The gold standard adaptations of Donald Westlake crime thrillers are those by Darwyn Cooke of the Parker books Westlake wrote as Richard Stark. One only has to flick through The Hot Rock, however, to discover that Lax (Christian Lacroix) is a superb artist whose speciality is visual characterisation. Working in a form of cartoon naturalism, the people are memorably and distinctively designed, their personalities clear from their appearance, and those appearances in tune with the 1969 setting.

Westlake originally planned this to be Parker vehicle, but having constructed the plot concluded it was too comedic for Parker’s established tone, and he ended up with a new protagonist, John Dortmunder, just out of jail and already looking for his next job. Westlake rapidly sucks you into his novels, and this seduces from the start with the observation that a seasoned thief always looks for a car with MD plates as doctors tend to leave their keys in the car. The title refers to an emerald, historically the provenance of one African tribe, but now owned by another, but its display in New York affords an opportunity. Dortmunder is hired to put a team together.

As The Hot Rock continues it becomes apparent why this wouldn’t work as part of Parker’s more orderly world. To reveal exactly how would ruin some enjoyment for the new reader, so we won’t. Suffice to say that this features all the trickery and surprises you’d expect from Westlake along with a watertight plot and amusing asides, such as Dortmunder’s experience selling encyclopedias door to door to keep his probation officer happy. Lax picks his elements well, and as with the best adaptations, were you not told it was originally a novel, you’d not suspect.

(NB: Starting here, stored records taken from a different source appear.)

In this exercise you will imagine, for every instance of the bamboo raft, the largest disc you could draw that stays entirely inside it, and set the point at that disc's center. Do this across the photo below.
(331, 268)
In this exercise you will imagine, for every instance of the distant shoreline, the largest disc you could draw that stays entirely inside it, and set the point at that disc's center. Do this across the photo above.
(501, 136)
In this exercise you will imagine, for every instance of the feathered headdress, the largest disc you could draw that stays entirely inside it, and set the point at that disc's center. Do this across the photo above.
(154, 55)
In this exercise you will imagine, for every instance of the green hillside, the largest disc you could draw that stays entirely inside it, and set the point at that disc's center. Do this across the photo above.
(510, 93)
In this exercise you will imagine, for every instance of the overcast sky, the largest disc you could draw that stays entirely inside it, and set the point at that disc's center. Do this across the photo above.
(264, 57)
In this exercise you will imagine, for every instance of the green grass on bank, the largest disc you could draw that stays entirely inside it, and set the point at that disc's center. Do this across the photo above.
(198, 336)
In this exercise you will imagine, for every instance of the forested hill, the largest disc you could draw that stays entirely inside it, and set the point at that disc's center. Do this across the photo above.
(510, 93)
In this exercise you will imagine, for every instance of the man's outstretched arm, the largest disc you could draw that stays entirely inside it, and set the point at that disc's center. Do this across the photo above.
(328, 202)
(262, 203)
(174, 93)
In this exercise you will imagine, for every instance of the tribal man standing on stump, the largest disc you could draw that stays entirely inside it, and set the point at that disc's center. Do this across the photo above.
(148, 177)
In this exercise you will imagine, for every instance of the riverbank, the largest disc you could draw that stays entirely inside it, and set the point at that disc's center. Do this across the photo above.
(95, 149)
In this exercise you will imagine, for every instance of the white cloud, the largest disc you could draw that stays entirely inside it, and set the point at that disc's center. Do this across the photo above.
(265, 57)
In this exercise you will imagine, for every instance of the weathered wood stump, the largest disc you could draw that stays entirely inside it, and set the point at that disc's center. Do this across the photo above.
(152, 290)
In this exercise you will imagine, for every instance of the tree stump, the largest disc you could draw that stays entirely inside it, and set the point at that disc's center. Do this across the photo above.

It’s with the art that Lax falls down slightly. He’s technically a superb artist with an elegantly thin line and brilliant technique when it comes to facial features. That’s coupled with excellent period details and the ability to create a grimy world. Yet The Hot Rock is an extremely cinematic piece, featuring use of a steam train, a helicopter, and the causing of a panic in New York, and by keeping the focus tight in on the main cast Lax deliberately avoids the spectacular image time and again. This isn’t an artist being idle, as there’s no shortage of detail in the pages, but it’s a missed opportunity. The muted wash colour scheme he uses also fails to enliven and it frustrates as Lax isn’t doing his own art any favours.

The book however, is reasonably priced and a great read, just not as good as it might have been.